En dehors de ces « Beatles », reste-t-il des membres importants du groupe État islamique recherchés par la justice ?

Les membres importants du groupe État islamique sur lesquels la justice aimerait bien mettre la main sont pour la plupart détenus par les Kurdes en Syrie. C’est le cas d’un des protagonistes de notre captivité, à nous les 4 journalistes français retenus en otage entre 2013 et 2014 : c’est Guillaume Kapo, jihadiste français originaire du sud de la France. Il a été arrêté par les Kurdes et est détenu depuis la chute du califat, dans un de ces camps du nord de la Syrie. Le juge d’instruction en charge de l’instruction sur notre enlèvement a demandé à le voir, a demandé à ce qu’il soit rapatrié en France pour qu’il comparaisse à notre procès qui devrait se tenir dans un an sans doute.
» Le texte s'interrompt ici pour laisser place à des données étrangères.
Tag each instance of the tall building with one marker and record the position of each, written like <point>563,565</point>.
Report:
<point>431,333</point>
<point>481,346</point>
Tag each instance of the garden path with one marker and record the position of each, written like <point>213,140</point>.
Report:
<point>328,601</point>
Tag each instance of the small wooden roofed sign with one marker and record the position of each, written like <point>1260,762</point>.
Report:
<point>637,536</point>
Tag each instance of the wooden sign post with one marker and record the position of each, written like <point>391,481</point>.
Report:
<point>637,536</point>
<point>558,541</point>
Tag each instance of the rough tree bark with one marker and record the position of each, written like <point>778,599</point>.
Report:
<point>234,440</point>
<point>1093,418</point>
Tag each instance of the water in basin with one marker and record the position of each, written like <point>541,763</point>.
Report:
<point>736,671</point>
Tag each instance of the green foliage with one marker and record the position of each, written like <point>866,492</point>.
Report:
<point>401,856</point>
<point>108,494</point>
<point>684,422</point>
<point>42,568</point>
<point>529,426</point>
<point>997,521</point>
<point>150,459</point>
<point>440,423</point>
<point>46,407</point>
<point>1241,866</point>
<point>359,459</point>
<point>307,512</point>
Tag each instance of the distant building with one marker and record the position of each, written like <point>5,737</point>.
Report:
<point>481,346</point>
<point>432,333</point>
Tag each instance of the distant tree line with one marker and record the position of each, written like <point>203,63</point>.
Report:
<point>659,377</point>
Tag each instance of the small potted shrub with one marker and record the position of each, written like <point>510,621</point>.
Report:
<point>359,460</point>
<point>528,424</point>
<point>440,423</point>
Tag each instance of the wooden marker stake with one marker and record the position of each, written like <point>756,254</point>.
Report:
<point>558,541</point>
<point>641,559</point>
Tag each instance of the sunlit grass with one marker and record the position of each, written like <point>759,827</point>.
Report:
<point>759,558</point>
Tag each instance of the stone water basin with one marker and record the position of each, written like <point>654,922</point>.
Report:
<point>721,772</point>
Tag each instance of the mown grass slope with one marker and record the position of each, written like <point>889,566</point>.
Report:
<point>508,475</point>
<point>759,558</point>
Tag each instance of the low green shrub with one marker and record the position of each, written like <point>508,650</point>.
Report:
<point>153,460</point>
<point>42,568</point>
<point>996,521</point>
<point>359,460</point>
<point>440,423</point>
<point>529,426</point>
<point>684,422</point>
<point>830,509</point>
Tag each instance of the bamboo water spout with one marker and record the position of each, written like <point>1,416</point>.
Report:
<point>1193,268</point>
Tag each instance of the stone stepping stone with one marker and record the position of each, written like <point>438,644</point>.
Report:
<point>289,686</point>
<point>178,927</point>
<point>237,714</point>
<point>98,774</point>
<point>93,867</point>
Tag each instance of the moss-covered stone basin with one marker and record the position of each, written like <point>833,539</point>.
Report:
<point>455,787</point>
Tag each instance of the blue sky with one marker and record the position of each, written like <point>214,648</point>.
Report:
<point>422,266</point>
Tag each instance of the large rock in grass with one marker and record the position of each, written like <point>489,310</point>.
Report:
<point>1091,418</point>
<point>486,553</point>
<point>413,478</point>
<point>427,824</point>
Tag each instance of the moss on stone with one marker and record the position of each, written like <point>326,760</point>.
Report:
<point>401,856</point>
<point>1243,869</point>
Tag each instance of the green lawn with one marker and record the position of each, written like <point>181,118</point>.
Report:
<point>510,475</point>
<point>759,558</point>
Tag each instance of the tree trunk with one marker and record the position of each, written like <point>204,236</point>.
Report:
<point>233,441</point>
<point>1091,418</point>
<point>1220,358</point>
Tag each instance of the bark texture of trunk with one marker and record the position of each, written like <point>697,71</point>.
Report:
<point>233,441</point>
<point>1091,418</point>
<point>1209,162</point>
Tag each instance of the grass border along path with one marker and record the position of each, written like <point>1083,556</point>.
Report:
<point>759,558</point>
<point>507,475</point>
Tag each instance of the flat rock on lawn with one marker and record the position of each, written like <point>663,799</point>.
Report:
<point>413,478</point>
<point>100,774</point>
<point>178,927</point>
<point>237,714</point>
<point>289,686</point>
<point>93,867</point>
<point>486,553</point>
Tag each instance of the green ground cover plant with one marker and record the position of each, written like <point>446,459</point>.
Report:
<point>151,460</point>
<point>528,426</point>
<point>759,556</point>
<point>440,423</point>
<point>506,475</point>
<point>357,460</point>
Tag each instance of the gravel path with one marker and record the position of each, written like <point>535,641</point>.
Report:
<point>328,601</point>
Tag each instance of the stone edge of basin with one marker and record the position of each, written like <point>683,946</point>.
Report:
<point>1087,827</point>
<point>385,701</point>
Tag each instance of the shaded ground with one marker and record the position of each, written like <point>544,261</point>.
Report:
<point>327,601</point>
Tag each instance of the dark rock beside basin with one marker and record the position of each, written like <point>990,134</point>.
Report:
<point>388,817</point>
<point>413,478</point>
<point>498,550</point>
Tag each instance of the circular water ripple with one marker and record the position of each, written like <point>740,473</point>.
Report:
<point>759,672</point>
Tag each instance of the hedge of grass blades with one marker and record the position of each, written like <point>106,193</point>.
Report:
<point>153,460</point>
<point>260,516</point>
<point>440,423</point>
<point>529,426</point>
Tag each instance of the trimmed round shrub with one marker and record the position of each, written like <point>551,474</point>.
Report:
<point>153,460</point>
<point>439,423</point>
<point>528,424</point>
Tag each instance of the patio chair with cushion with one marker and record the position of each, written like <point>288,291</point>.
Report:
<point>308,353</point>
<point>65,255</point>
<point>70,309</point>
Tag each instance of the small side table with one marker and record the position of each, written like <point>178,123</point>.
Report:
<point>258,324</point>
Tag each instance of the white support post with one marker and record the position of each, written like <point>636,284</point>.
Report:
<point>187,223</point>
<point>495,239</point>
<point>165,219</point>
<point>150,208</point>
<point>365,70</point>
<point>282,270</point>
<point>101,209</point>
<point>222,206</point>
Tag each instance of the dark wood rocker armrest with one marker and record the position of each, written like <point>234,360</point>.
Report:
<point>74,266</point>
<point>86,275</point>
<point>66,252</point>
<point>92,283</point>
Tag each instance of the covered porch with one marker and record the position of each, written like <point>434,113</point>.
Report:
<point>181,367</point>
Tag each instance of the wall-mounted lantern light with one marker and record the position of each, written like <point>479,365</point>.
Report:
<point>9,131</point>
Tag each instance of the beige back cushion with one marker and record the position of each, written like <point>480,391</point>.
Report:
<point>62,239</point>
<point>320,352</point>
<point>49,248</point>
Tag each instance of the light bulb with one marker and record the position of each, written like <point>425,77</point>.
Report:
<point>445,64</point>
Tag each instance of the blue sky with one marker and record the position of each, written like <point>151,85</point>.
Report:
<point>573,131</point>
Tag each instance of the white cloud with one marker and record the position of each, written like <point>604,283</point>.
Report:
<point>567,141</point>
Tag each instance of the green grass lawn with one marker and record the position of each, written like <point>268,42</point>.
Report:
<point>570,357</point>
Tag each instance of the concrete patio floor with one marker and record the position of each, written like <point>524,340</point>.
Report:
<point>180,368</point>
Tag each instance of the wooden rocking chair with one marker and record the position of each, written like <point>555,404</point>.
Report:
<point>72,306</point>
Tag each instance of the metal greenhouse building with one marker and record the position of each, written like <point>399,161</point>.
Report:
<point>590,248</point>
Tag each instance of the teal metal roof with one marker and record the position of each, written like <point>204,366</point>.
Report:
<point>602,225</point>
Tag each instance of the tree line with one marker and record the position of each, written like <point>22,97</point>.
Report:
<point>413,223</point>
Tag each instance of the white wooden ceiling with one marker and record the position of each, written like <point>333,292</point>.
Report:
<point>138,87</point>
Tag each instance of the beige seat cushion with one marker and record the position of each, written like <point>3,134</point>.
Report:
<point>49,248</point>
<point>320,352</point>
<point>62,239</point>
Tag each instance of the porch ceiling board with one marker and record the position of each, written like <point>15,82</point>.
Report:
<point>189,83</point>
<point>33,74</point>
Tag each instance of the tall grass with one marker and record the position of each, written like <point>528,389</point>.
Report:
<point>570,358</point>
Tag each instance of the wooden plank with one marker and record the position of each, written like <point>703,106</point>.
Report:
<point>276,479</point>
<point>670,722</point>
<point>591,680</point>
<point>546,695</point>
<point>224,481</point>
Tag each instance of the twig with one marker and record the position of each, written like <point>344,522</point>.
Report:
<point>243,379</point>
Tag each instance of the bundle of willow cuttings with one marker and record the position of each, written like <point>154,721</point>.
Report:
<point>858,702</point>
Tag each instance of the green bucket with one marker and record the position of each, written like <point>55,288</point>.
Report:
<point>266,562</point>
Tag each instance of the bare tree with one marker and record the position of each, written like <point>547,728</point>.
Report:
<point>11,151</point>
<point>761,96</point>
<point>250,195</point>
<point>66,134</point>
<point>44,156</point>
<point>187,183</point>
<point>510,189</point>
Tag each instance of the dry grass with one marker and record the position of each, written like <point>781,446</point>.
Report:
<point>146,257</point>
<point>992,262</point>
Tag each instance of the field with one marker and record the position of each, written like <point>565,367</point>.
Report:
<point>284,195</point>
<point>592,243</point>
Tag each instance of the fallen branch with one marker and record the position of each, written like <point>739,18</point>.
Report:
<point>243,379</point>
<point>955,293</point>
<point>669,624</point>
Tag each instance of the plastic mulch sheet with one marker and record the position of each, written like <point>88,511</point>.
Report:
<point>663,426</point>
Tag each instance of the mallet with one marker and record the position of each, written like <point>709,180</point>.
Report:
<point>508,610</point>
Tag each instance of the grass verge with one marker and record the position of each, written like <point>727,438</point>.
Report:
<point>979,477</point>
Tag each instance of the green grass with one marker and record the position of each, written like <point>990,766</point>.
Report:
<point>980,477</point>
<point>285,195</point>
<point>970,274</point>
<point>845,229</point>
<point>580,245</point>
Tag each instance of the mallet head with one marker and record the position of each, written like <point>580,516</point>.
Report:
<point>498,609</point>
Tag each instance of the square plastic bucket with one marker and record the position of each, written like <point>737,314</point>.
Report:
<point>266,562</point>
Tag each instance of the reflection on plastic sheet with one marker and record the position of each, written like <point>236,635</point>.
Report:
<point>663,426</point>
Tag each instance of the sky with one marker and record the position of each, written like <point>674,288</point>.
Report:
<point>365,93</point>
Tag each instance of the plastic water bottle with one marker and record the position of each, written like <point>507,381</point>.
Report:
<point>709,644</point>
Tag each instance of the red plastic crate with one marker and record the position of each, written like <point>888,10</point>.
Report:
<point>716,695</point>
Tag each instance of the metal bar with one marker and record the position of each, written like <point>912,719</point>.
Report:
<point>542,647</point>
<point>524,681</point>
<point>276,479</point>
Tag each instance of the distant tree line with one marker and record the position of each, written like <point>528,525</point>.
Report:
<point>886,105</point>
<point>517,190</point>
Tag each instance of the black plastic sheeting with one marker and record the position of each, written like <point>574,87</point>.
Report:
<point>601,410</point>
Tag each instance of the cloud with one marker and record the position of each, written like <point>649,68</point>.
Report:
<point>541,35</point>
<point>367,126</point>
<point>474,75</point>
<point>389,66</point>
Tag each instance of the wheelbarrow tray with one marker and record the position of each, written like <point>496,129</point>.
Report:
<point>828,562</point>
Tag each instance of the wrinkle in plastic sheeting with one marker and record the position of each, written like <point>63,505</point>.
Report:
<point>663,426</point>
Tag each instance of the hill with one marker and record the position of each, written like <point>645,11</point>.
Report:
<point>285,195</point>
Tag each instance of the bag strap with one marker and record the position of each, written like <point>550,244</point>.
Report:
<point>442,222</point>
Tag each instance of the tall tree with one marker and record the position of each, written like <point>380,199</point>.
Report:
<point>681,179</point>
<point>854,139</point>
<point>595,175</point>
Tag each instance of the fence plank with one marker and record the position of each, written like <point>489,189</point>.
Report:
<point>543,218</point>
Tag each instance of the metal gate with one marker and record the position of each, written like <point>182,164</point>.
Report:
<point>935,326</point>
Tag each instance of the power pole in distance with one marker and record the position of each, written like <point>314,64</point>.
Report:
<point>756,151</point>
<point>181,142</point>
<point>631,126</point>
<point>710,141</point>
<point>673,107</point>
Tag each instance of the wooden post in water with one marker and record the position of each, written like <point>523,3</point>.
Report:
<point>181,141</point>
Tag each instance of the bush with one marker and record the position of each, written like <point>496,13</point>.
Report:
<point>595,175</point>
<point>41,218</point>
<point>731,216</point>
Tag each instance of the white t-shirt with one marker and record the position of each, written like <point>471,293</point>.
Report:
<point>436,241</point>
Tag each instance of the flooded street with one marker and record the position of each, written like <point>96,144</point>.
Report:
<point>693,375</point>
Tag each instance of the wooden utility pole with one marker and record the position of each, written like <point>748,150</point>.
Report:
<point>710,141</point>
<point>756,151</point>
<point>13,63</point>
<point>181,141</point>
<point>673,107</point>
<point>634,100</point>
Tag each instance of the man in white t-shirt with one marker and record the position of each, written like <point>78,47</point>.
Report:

Mais pour le moment, l’exécutif a fait le choix de ne pas rapatrier les hommes français détenus dans ces camps kurdes.

On a beaucoup parlé récemment d’al-Qaïda avec la mort de son chef Ayman al-Zawahiri. Qu’en est-il du groupe État islamique ? Est-il laminé depuis la perte du califat territorial en 2019 ou toujours actif d’une autre manière ?

Daech a énormément perdu de la perte de son territoire. La création de ce califat était un argument presque de marketing, extrêmement puissant de la part de Baghdadi (Abou Bakr al-Baghdadi, ex-chef de l’EI tué en octobre 2019 dans une opération américaine en Syrie, NDLR). Et l’échec de ce projet a contribué à faire reculer l’attractivité de ce groupe, parmi les populations à la recherche d’une cause jihadiste. En revanche, sa capacité d’action demeure présente, principalement dans ses filiales.

La prochaine frontière du jihad, c'est clairement l’Afrique et notamment la zone sahélienne, où des groupes concurrents liés à al-Qaïda ou à l’EI sont très actifs. Et puis concernant la zone syro-irakienne, ce qui est un peu contre-intuitif, c’est qu’il reste une zone détenue par le califat : ce sont les camps de détenus aux mains des Kurdes. Les derniers lieux en zone syro-irakienne où Daech continue de faire la loi et d’imposer son idéologie et de rêver de revanche, c’est à l’intérieur de ces camps où sont détenus ses partisans. Si on veut y mettre fin, il faut trouver une solution pérenne avec ces personnes détenues dans ces camps, qui garantisse les droits et la sécurité de tous.